The weight of a syllable-sized reduplicant is never dependent on the syllabification of the base -- that is, no language has a reduplicative morpheme that copies a coda in [pat-pat.ka] but no coda in [pa-pa.ta]. Yet this behavior is attested in the second syllable of foot-sized reduplicants: [pa.ta-pa.ta.ka], [pa.tak-pa.tak.ta]. Why is dependence on base syllabification possible in foot-sized reduplicants, but not in syllable-sized ones?
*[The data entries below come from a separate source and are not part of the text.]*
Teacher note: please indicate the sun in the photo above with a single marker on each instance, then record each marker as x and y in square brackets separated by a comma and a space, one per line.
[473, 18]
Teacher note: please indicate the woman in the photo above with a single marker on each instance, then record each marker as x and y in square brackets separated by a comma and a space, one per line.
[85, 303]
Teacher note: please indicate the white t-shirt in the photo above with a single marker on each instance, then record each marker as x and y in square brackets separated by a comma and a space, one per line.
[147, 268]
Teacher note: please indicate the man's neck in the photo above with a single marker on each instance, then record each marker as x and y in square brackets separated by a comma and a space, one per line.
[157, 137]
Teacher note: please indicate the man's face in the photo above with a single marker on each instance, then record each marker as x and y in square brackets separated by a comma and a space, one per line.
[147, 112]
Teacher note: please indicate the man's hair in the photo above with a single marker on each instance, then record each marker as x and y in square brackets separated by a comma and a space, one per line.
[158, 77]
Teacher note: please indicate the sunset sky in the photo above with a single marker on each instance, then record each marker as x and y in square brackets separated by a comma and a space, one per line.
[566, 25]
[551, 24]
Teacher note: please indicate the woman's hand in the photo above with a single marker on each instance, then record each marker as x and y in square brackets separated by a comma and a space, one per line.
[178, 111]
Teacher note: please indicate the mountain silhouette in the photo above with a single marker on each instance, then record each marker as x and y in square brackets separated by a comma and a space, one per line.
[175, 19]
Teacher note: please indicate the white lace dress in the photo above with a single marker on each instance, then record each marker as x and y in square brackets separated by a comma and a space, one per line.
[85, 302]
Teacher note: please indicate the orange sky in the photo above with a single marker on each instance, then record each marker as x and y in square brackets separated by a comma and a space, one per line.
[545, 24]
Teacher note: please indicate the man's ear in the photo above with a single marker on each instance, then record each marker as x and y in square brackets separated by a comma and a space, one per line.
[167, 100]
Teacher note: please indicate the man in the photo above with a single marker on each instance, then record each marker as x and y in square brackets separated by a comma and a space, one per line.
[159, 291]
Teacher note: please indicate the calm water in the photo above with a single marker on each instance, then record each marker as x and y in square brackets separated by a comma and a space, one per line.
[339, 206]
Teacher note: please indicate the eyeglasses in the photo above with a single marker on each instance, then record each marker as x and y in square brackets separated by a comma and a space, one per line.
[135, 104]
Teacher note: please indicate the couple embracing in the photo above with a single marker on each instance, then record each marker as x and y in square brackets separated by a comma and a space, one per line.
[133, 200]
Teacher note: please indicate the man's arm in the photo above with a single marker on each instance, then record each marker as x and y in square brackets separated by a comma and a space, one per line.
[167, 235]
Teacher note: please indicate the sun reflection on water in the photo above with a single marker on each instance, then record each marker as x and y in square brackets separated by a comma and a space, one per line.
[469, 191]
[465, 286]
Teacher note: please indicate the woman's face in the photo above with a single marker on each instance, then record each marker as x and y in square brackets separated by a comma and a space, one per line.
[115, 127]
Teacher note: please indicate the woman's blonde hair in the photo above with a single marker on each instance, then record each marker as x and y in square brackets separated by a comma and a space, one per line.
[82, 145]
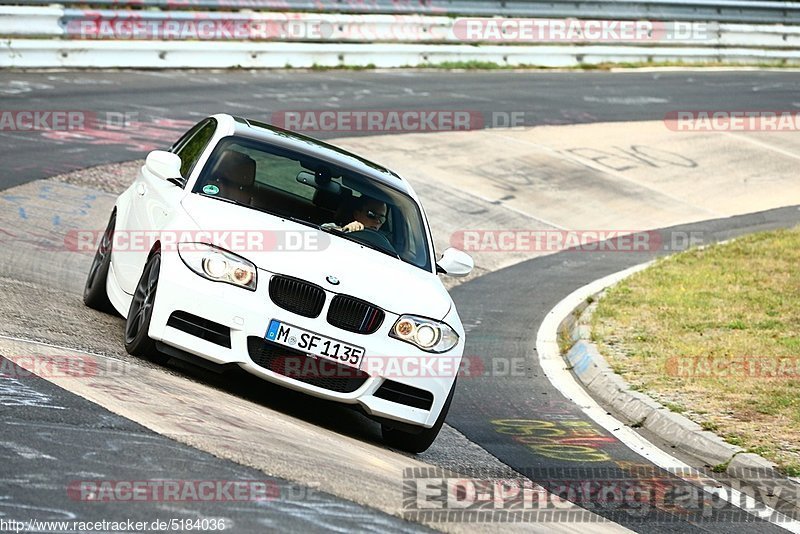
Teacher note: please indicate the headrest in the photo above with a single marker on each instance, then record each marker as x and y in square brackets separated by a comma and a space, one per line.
[234, 167]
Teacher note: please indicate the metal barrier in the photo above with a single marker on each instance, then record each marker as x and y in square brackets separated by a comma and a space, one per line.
[742, 11]
[53, 53]
[175, 39]
[336, 28]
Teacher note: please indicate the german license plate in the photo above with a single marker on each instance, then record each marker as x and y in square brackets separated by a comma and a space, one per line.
[318, 345]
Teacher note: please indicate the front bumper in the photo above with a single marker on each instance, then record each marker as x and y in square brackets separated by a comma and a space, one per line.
[246, 314]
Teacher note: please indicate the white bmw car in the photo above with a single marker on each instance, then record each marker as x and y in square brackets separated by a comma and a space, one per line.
[302, 263]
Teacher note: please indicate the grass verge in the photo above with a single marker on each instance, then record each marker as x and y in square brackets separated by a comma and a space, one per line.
[716, 332]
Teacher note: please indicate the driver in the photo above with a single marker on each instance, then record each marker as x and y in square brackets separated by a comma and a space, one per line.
[368, 213]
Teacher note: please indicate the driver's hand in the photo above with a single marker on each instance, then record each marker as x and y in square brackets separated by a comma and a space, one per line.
[354, 226]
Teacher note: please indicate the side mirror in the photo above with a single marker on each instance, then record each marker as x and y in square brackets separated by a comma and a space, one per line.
[455, 262]
[164, 165]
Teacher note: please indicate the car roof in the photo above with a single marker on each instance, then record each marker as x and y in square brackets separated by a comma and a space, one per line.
[314, 147]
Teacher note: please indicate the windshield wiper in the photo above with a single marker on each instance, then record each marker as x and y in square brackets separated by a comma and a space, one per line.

This article provides an answer to that question in the form of a novel theory of reduplication called Serial Template Satisfaction (STS), which is situated within Harmonic Serialism (a derivational variant of Optimality Theory). In STS, a reduplicative template of type X can be filled by copying constituents of type X-1 from the base. A foot-sized reduplicant can be filled by copying syllables, but not a syllable-sized reduplicant, which must be filled by copying segments. Lacking base-reduplicant correspondence constraints, STS has no way of forcing segment copying to depend on base syllabification, so it cannot produce the unattested pattern.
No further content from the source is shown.